David Bezmozgis - Natasha
Traduit de l'anglais (Canada) par Philippe Aronson

« Natasha »,
de David Bezmozgis

Trois Russes qui ne connaissaient pas l'hébreu étaient assis au fond de la synagogue. L'un d'eux avait perdu un bras. Deux Polonais étaient assis devant eux. L'un avait pris place près de la claire-voie afin d'étirer sa jambe, l'autre avait gardé son déambulateur à portée de main, au cas où il lui faudrait se précipiter aux toilettes. Je me trouvais entre eux et le premier rang, où était assis mon grand-père. À ses côtés : Herschel, Lituanien rescapé de la Shoah, et Itzik, chauffeur de taxi d'Odessa. Zalman était assis à une petite table près de l'arche. Six femmes se tenaient de l'autre côté de la claire-voie. Il n'y avait pas de rabbin. Zalman, mon grand-père et Herschel se partagèrent la conduite de l'office. On m'avait chargé de manier les rouleaux de la Torah, particulièrement lourds, car j'étais le seul à avoir la force de le faire. L'office du samedi matin com mençait à neuf heures et il durait trois heures. La plupart des vieux Juifs présents étaient attirés par la nostalgie de cadences anciennes, moi par la nostalgie des vieux Juifs. Dans les deux cas, la motivation n'était pas la tradition, mais l'histoire.

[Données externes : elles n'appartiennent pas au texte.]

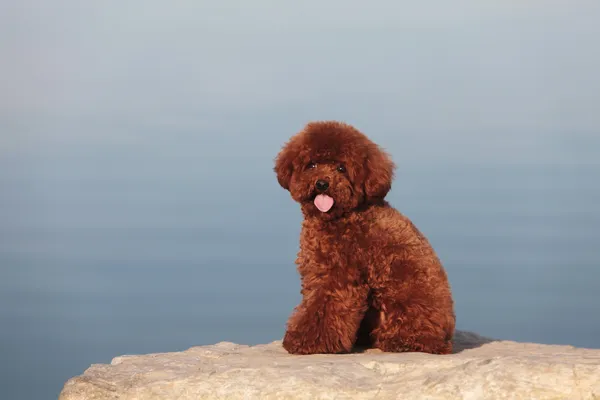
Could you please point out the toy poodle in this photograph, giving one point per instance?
(369, 276)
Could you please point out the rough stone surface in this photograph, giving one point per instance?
(480, 369)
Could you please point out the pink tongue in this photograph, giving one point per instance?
(323, 202)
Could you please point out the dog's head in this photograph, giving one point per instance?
(331, 168)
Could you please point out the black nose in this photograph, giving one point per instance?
(321, 185)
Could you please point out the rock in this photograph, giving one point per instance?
(481, 368)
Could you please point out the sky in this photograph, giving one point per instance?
(502, 77)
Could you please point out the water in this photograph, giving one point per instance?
(138, 207)
(105, 254)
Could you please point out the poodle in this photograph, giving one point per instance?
(369, 276)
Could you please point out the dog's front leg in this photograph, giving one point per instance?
(327, 320)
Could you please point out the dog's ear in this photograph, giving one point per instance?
(284, 163)
(379, 169)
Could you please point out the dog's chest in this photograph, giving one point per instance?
(336, 248)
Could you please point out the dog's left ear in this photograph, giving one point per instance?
(379, 170)
(284, 163)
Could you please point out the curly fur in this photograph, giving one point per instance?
(369, 277)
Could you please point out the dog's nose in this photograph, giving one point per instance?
(321, 185)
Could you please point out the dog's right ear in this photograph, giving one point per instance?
(284, 163)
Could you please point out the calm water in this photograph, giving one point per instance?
(142, 251)
(138, 207)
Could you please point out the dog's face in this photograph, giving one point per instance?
(331, 168)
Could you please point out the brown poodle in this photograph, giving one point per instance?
(369, 277)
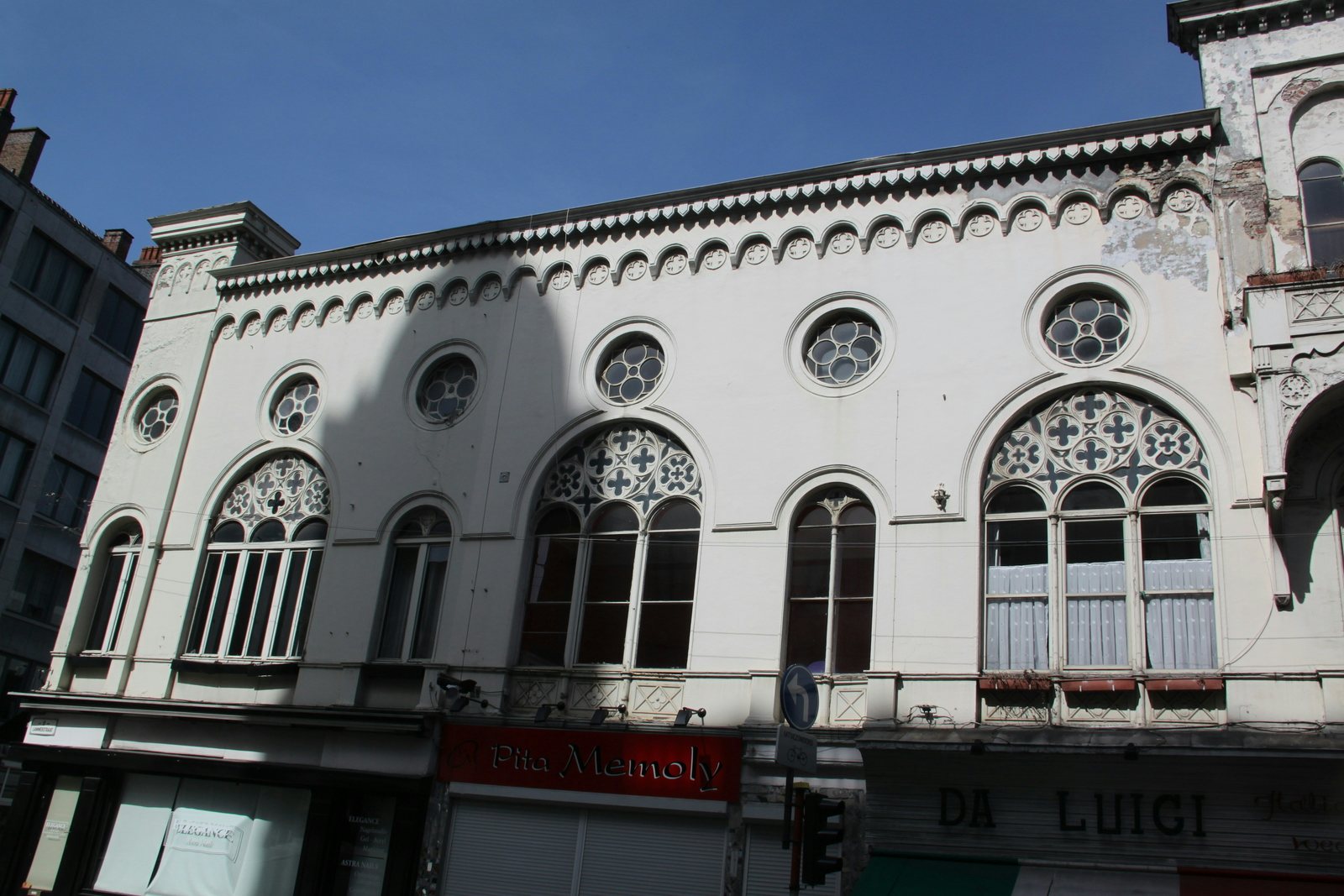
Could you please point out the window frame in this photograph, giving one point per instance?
(20, 340)
(837, 501)
(1136, 595)
(42, 258)
(584, 604)
(118, 573)
(418, 631)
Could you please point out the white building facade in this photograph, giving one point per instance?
(1028, 450)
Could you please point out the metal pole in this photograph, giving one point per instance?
(796, 859)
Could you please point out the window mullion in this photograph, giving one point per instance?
(417, 597)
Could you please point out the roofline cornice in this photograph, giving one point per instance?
(1198, 22)
(1093, 144)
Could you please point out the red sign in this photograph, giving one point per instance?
(609, 762)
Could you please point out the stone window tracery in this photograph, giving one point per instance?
(615, 553)
(1097, 528)
(632, 369)
(262, 563)
(843, 349)
(1088, 328)
(296, 406)
(832, 551)
(448, 390)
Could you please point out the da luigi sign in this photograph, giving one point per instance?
(611, 762)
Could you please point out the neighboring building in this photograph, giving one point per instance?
(470, 562)
(71, 315)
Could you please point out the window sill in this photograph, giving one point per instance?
(89, 661)
(235, 667)
(1184, 683)
(1015, 683)
(1093, 685)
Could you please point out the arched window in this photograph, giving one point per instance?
(615, 553)
(416, 586)
(262, 562)
(118, 570)
(1323, 211)
(1084, 481)
(831, 564)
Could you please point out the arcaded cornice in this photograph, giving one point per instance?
(900, 172)
(1196, 22)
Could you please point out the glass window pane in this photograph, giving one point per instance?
(611, 569)
(669, 569)
(664, 636)
(1093, 496)
(602, 638)
(430, 600)
(398, 600)
(1095, 542)
(1016, 499)
(810, 562)
(853, 636)
(855, 557)
(806, 638)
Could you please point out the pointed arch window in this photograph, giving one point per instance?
(832, 550)
(262, 563)
(1097, 540)
(118, 571)
(416, 582)
(1323, 211)
(615, 555)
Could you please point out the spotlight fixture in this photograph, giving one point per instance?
(602, 712)
(683, 716)
(543, 712)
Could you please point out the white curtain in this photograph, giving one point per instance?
(1016, 634)
(1180, 631)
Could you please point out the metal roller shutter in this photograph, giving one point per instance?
(652, 855)
(507, 849)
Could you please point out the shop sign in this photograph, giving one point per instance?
(612, 762)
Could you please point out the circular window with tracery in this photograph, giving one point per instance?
(843, 349)
(156, 416)
(296, 406)
(1088, 328)
(445, 392)
(632, 369)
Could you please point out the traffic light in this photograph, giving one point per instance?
(817, 833)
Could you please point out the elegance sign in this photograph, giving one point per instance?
(611, 762)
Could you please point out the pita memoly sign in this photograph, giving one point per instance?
(609, 762)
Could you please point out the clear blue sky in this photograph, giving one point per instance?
(358, 121)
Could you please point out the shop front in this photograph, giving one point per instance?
(205, 821)
(570, 812)
(994, 819)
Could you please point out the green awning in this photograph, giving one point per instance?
(911, 876)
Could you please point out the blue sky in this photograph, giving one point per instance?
(355, 121)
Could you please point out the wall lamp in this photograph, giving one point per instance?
(602, 712)
(543, 712)
(683, 716)
(459, 694)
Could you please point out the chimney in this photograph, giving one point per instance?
(118, 242)
(7, 97)
(22, 149)
(148, 262)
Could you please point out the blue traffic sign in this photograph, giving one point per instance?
(799, 698)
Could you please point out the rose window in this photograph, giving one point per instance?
(632, 371)
(843, 351)
(448, 390)
(1088, 329)
(297, 406)
(156, 417)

Après l'office, on se retrouva tous dans la pièce com mune pour le Kiddoush. Zalman apporta une bouteille de vin doux casher, et un gâteau au miel. Le Russe qui n'avait q'un bras sortit une petite bouteille de vodka bon marché. Un bras suffit pour verser un verre de vin et le boire. Dieu merci, dit-il, au moins ici, un bras en moins n'est pas un inconvénient.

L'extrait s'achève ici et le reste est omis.